One piece, by Nicole Gelinas, takes on “The Limits of Pragmatism” and basically argues that New York needs a revolution, not just competent management. Crunching the numbers, she says that Mike has actually kept spending growth below inflation for most what he can control (education is the exception) but argues that without major changes — like closing public hospitals and convincing the state to cut health benefits for the poor — all he’s doing is tinkering at the margins.

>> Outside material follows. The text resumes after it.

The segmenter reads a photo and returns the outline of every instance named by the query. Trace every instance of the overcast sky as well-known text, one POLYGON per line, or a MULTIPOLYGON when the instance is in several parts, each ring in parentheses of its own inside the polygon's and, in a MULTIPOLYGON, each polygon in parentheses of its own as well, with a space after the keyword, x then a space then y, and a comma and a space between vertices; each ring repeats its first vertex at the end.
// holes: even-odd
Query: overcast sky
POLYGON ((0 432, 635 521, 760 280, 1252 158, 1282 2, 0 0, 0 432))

E.J. McMahon, meanwhile, has another round of tallying the size of New York City’s tax burden, which he rates the highest of any city in the nation. One thing that I always quibble with in pieces like this is the attempt to tie job-losses, say in the early 1990s, entirely to tax increases, rather than to broader economic forces. But McMahon is extremely convincing on one thing: that the city’s tax structure is utterly “Byzantine,” particularly when it comes to property taxation.
Both writers seem to think that more tax hikes are basically inevitable.
McMahon also opens reminding readers of a quote that is, depending on whom you ask, Mike’s most revealing, perceptive, or wrong-headed: his assertion to a group of corporate executives that New York City is a “luxury product.”